Scientists say that similar types of dust devils to those seen in the Mojave are also found on Mars at sizes reaching up to a MILE in diameter on the red planet.

They believe that identifying and characterizing dust devils on Earth can inform their formation and life cycles on Mars - where dust storms can make or break missions.

Dust devils form in the Mojave Desert when the sun beats down on the ground and makes pockets of low pressure. Cool air rushes into those areas, where it warms and rises, creating vortices that pick up dust.

Researchers say that dust devils could play a large role in the Martian climate, and they are "crucial" to understand during missions to the red planet.

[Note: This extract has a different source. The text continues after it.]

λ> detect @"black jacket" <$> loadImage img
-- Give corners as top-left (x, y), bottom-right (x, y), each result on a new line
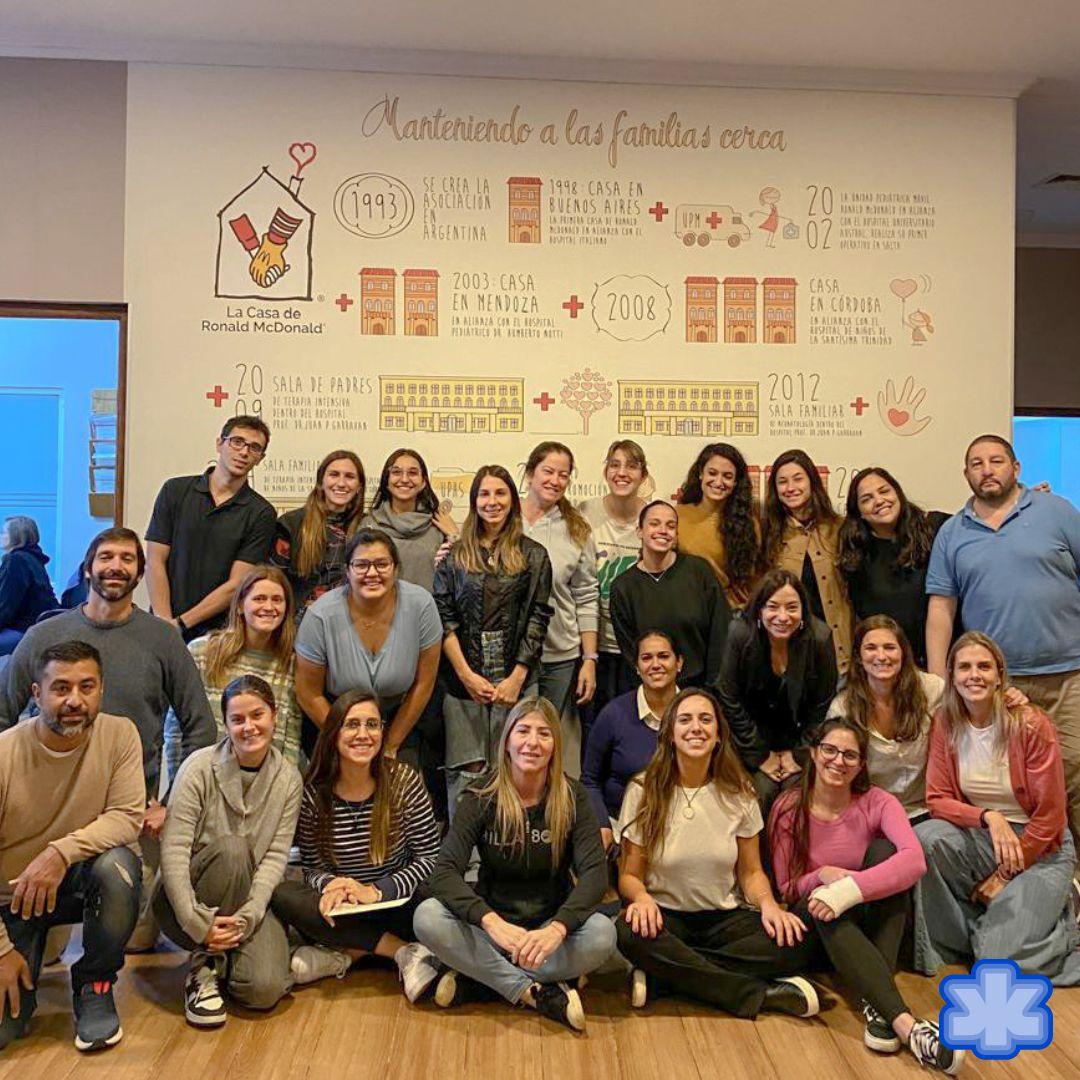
top-left (0, 545), bottom-right (58, 633)
top-left (432, 536), bottom-right (553, 698)
top-left (716, 612), bottom-right (838, 770)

Louis Urtecho of NASA's Jet Propulsion Laboratory, said: "The abundance of dust devils on Mars could have implications for the lifetimes of many missions.

(SWNS)

"In fact, dust devils have already played a role in past missions. Opportunity and Spirit rovers' lives were extended because friendly dust devils blew dust off their solar panels.

"But Opportunity eventually succumbed to a global dust storm on Mars, showing the importance of dust loading in the atmosphere."

It is difficult to find and study dust devils on Mars, so Urtecho and his team hope to study them on Earth, then extend the analysis to scale for the different atmosphere.

Based on microbarometer data from the Mojave Desert, they built an algorithm to look for the pressure activity indicative of a dust devil.

The vortices have a distinct drop in pressure near their centers, and their pressure fluctuates to look like an electrocardiogram (EKG) signal over time.

Urtecho said: "The hope is that with our dust devil detector we will be able to learn more about the formation characteristics of convective vortices and how they move across various landscapes."

"This will improve the accuracy of Martian weather models, which has a direct impact not only in understanding dust cycles on Mars and the role they have played in its evolution, but also the operation of future robotic and possibly crewed missions."

He presented the findings at the annual meeting of the Acoustical Society of America in Nashville.